Forget the Flowers . . . . . . Where Have All the Doctor’s Gone?

If you’ve tried to make an appointment with a primary care doctor recently, the challenge will make you understand why I was leaning on the two young women I was working with at the Moss Clinic. Why I was trying to persuade them to be primary care doctors themselves. 

One a foreign medical graduate from Turkey, shadowing me while she applies to residency programs. The other, a premed’ student working as a scribe, who has just been accepted to VCU. 

The Crisis in Primary Care 

“The physician shortage that we have long feared  . . . . is already here” notes AMA President Jesse M. Ehrenfeld, MD, MPH - and it’s going to get worse with an estimated shortfall of 86,000 doctors by 2036.

This shortage is of all doctors but is particularly acute in primary care. 

A significant factor was a gross miscalculation in the 1980’s, when a government report concluded medical schools were producing too many doctors - a calculation that failed to account for the growth and ageing of the population.

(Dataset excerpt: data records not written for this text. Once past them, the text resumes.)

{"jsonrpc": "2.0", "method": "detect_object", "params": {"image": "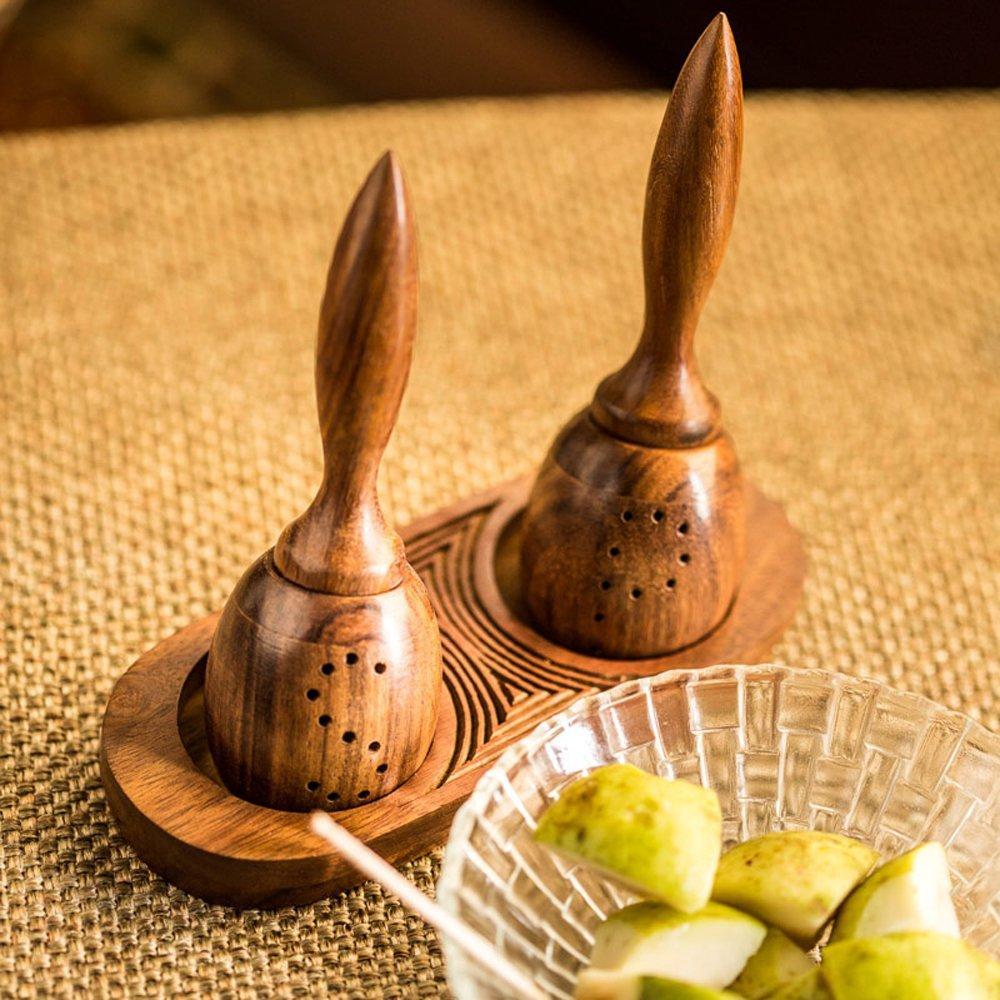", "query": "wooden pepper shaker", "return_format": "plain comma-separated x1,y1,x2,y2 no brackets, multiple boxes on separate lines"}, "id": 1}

521,14,746,657
205,153,441,810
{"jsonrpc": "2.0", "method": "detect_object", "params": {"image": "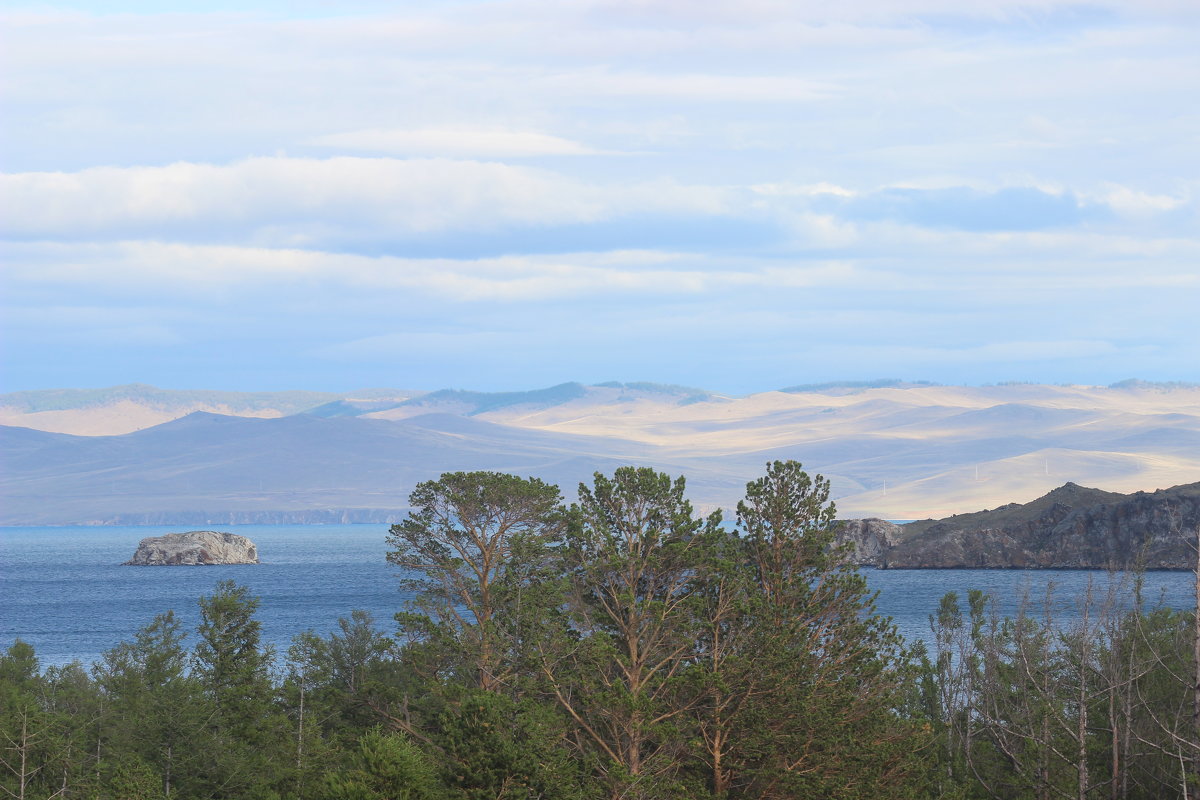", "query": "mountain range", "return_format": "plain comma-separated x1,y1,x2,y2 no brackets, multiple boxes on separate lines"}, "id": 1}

0,381,1200,525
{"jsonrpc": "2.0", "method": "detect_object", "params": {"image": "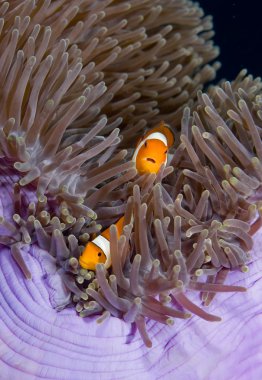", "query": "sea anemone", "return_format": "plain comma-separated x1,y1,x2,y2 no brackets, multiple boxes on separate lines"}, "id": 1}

0,0,262,379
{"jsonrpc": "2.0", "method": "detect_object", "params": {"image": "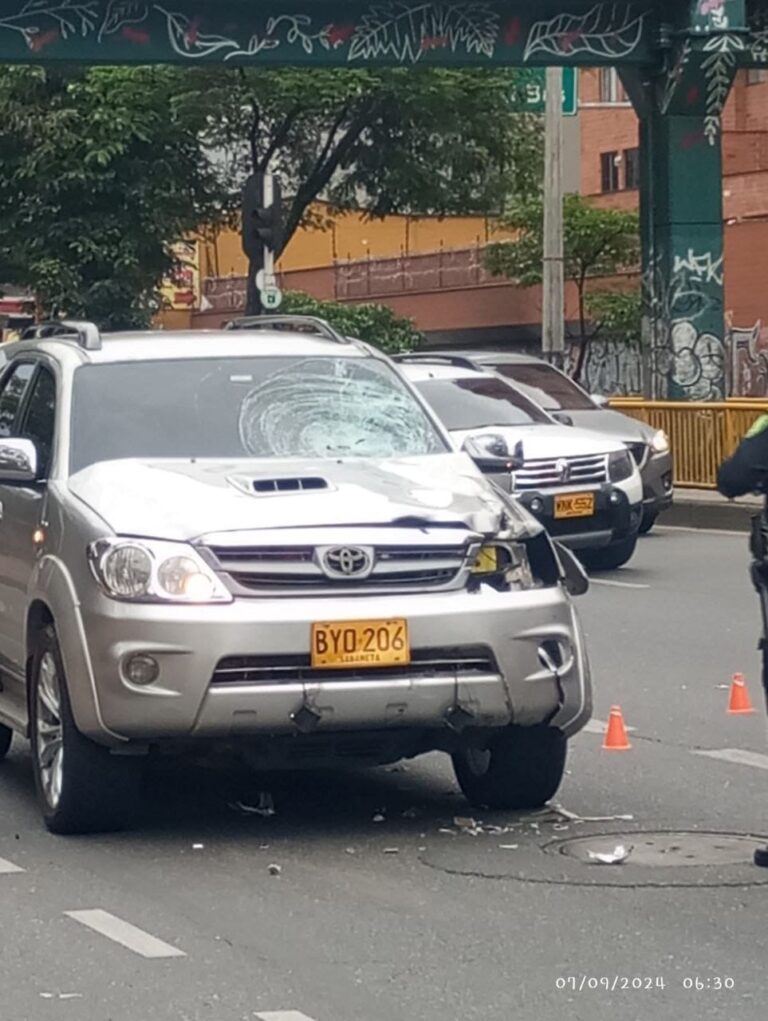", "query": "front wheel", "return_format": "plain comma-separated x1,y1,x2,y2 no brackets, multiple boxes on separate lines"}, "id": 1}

580,535,637,571
453,726,568,810
30,627,141,834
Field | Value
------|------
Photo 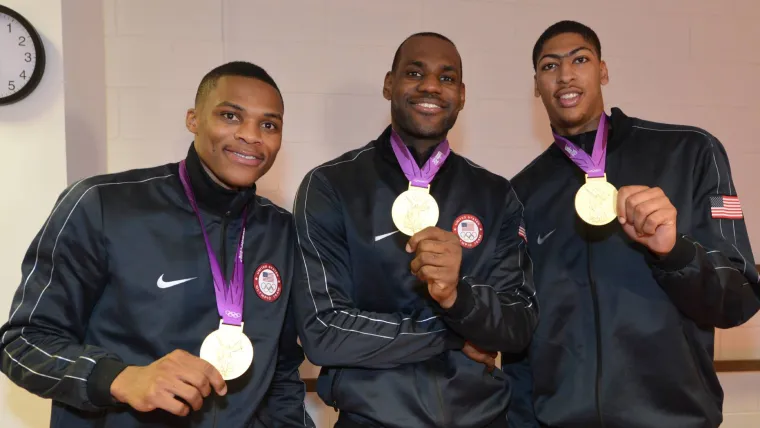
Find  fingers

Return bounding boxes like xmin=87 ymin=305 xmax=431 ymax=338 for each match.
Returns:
xmin=617 ymin=186 xmax=650 ymax=223
xmin=618 ymin=186 xmax=675 ymax=234
xmin=199 ymin=358 xmax=227 ymax=395
xmin=155 ymin=391 xmax=190 ymax=416
xmin=167 ymin=379 xmax=203 ymax=411
xmin=172 ymin=350 xmax=227 ymax=396
xmin=179 ymin=370 xmax=211 ymax=398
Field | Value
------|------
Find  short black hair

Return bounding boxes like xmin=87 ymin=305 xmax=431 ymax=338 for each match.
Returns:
xmin=533 ymin=21 xmax=602 ymax=71
xmin=195 ymin=61 xmax=285 ymax=106
xmin=391 ymin=31 xmax=462 ymax=72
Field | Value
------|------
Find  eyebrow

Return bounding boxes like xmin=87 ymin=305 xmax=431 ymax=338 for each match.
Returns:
xmin=407 ymin=61 xmax=459 ymax=73
xmin=538 ymin=46 xmax=594 ymax=62
xmin=217 ymin=101 xmax=282 ymax=121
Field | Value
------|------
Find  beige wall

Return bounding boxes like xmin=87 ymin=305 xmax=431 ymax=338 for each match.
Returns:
xmin=0 ymin=0 xmax=760 ymax=428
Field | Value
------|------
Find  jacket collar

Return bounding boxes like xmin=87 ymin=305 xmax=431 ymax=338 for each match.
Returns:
xmin=185 ymin=143 xmax=256 ymax=217
xmin=551 ymin=107 xmax=632 ymax=157
xmin=376 ymin=125 xmax=454 ymax=171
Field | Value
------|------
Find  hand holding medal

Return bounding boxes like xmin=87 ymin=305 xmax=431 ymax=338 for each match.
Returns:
xmin=617 ymin=186 xmax=678 ymax=256
xmin=111 ymin=349 xmax=227 ymax=416
xmin=406 ymin=227 xmax=462 ymax=309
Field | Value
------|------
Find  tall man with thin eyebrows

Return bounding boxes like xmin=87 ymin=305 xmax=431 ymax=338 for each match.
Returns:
xmin=293 ymin=33 xmax=538 ymax=428
xmin=504 ymin=21 xmax=760 ymax=428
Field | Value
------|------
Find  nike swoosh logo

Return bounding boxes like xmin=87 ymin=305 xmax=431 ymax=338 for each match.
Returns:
xmin=375 ymin=230 xmax=398 ymax=242
xmin=156 ymin=275 xmax=197 ymax=288
xmin=536 ymin=229 xmax=557 ymax=245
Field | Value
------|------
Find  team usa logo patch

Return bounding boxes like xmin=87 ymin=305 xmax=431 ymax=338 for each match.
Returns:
xmin=452 ymin=214 xmax=483 ymax=248
xmin=253 ymin=263 xmax=282 ymax=302
xmin=710 ymin=195 xmax=744 ymax=220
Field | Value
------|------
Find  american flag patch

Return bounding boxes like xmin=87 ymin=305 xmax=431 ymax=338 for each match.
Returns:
xmin=710 ymin=195 xmax=744 ymax=220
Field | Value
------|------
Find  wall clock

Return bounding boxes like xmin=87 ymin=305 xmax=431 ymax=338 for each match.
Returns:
xmin=0 ymin=5 xmax=45 ymax=105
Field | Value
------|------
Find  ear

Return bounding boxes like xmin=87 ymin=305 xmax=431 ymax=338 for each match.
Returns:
xmin=383 ymin=71 xmax=393 ymax=101
xmin=599 ymin=61 xmax=610 ymax=86
xmin=185 ymin=108 xmax=198 ymax=135
xmin=459 ymin=82 xmax=467 ymax=111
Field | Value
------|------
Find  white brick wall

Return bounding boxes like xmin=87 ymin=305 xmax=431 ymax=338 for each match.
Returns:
xmin=104 ymin=0 xmax=760 ymax=428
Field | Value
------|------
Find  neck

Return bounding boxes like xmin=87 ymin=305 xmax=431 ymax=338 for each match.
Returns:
xmin=552 ymin=110 xmax=604 ymax=137
xmin=393 ymin=126 xmax=446 ymax=156
xmin=199 ymin=158 xmax=239 ymax=190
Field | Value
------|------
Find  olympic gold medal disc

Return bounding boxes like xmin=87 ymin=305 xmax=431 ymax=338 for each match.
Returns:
xmin=575 ymin=174 xmax=617 ymax=226
xmin=391 ymin=183 xmax=439 ymax=236
xmin=200 ymin=321 xmax=253 ymax=380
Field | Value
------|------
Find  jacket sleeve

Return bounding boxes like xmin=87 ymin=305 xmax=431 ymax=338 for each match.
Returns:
xmin=267 ymin=302 xmax=315 ymax=428
xmin=0 ymin=181 xmax=126 ymax=410
xmin=650 ymin=134 xmax=760 ymax=328
xmin=436 ymin=187 xmax=538 ymax=353
xmin=501 ymin=353 xmax=540 ymax=428
xmin=292 ymin=171 xmax=463 ymax=368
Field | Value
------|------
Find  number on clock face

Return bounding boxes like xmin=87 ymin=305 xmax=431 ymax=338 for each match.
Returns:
xmin=0 ymin=13 xmax=37 ymax=97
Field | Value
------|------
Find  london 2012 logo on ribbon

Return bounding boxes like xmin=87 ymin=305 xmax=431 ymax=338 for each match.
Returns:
xmin=253 ymin=263 xmax=282 ymax=302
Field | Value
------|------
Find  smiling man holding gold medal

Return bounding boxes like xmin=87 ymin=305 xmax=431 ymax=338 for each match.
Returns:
xmin=504 ymin=21 xmax=760 ymax=428
xmin=0 ymin=61 xmax=314 ymax=428
xmin=292 ymin=33 xmax=538 ymax=428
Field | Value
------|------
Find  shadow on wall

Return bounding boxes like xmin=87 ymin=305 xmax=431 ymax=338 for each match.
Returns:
xmin=0 ymin=381 xmax=50 ymax=428
xmin=531 ymin=95 xmax=554 ymax=151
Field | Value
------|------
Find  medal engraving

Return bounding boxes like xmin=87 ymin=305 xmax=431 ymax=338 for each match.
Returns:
xmin=575 ymin=174 xmax=617 ymax=226
xmin=391 ymin=184 xmax=439 ymax=236
xmin=200 ymin=322 xmax=253 ymax=380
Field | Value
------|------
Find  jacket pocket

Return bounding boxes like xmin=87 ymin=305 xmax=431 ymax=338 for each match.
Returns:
xmin=681 ymin=323 xmax=722 ymax=401
xmin=317 ymin=367 xmax=343 ymax=410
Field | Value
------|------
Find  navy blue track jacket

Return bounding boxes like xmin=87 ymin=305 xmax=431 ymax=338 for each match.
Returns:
xmin=0 ymin=146 xmax=313 ymax=428
xmin=504 ymin=108 xmax=760 ymax=428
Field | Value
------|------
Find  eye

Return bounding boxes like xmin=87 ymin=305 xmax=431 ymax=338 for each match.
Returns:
xmin=541 ymin=62 xmax=557 ymax=71
xmin=221 ymin=111 xmax=238 ymax=122
xmin=261 ymin=122 xmax=278 ymax=131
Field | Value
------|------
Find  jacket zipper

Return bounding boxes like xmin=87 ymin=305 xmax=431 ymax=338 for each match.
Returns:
xmin=211 ymin=211 xmax=230 ymax=428
xmin=586 ymin=236 xmax=604 ymax=428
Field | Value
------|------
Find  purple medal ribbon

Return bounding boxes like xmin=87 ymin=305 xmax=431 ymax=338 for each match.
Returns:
xmin=391 ymin=131 xmax=451 ymax=188
xmin=553 ymin=113 xmax=607 ymax=178
xmin=179 ymin=160 xmax=246 ymax=326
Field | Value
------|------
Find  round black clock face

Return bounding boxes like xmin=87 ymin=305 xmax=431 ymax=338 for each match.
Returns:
xmin=0 ymin=5 xmax=45 ymax=105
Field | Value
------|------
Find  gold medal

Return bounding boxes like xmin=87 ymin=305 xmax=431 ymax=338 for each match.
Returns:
xmin=575 ymin=174 xmax=617 ymax=226
xmin=391 ymin=183 xmax=438 ymax=236
xmin=200 ymin=321 xmax=253 ymax=380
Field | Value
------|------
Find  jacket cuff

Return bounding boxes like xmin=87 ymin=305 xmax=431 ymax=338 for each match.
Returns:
xmin=87 ymin=358 xmax=127 ymax=407
xmin=444 ymin=278 xmax=475 ymax=321
xmin=649 ymin=235 xmax=697 ymax=272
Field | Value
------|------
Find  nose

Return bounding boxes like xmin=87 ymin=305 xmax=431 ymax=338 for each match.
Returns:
xmin=417 ymin=73 xmax=442 ymax=94
xmin=557 ymin=60 xmax=575 ymax=84
xmin=235 ymin=120 xmax=262 ymax=144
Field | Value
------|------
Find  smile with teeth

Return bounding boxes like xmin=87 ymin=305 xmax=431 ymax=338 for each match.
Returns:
xmin=232 ymin=152 xmax=260 ymax=160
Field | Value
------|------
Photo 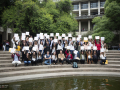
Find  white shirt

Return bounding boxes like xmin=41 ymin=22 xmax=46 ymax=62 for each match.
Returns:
xmin=100 ymin=55 xmax=105 ymax=59
xmin=52 ymin=55 xmax=57 ymax=60
xmin=70 ymin=45 xmax=75 ymax=50
xmin=88 ymin=55 xmax=90 ymax=58
xmin=82 ymin=55 xmax=84 ymax=59
xmin=37 ymin=56 xmax=42 ymax=59
xmin=39 ymin=44 xmax=44 ymax=50
xmin=57 ymin=44 xmax=63 ymax=50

This meant a shortage of medical school places, making medical school insanely competitive – it never ceases to amaze me to see these would be doctors that volunteer at the clinic having to not just be tops in academics, but buff their resume by volunteering in medical facilities, the rescue squad and do all kinds of other projects to “demonstrate interest and commitment to community services and leadership.” Or others doing a whole year of extra study in some related science. 

We have had several at the clinic, potentially great doctors, but who couldn’t get into medical school. 

Post graduate training is another bottle neck with there being an average of 60 applicants for each place in residency programs. 

It is marginally less difficult to get into a residency for primary care because two thirds of medical school graduates want to specialize – a significant incentive being that primary care doctors earn on average $250,000 a year compared with specialties like orthopedics, dermatology, interventional radiology, who earn some $400-500,000 a year – and most students have huge debt. The average medical student is reported to have a debt of $202,453 by the time of graduation. 

Doctors Are Getting Out

Not only is the country not minting enough new doctors, but there is a marked attrition of those already in practice.

It is an almost universal complaint among primary care doctors especially that the burden of things like catching up on patients notes, documenting quality of patient care; keeping up with coding changes and insurance company formularies; preauthorizing treatments and tests; figuring out different insurance companies billing systems; recording ever increasing amounts of data required by insurance companies, as well as keeping up on continuing medical education to maintain ones license all add up, causing widespread burn out – or worse. Suicide among doctors is twice as prevalent as with the general population.

All aggravated by computerized electronic health records, which, because they are focused on billing and documentation rather than ease of patient management, slows everything down so it is reported that doctors spend 2 hours doing busy-work (often in the evenings) for every hour seeing patients.

Also, doctors are ageing with half of all practicing physicians over 55 and many looking to take early retirement. 

Or another change that makes things worse is the growth of “concierge” practices - where usually some 80 percent of patients cannot pay the annual fee (which is usually several thousand dollars) that is needed to stay as a patient with that doctor, so are cut loose to join the scramble to find a new primary care doctor. 

Loss of autonomy and control of one’s practice is yet another cause of discontent. 

When I joined The Pratt Medical Center in 1986 all governance decisions were made by we owner/doctors. Now, like so many other practices, it has been bought out by a large hospital corporation (Hospital Corporation of America). Many others have been taken over by Mary Washington Healthcare. 

Nationwide, 80 percent of doctors now are employees. The complaint is practices are run like widget factories with productivity and earnings being the priority rather than patient care – one consequence is that consultations seem to last in the order of nano-seconds.

A Fascinating “Specialty”

Working with these two potential primary care doctors, we saw a positive cornucopia of illnesses in just one afternoon - sciatica, headaches, a spermatocele, mold allergy, Barrette’s esophagitis, questionable urine infection, trigger finger, vitamin D deficiency. All in addition to the basic hypertension, diabetes, high cholesterol, depression and other chronic diseases they were there to follow up on. 

My question to these two was “isn’t the fascination of a job where you get to see such a wide swath of pathologies sufficient reward, that you don’t need the big bucks that specialist make?”

I’m not sure my argument cut it. It was a bit of a hard sell. 

Bottom line is, if there is not a major shakeup in work culture and remuneration in primary care, things are only going to get worse.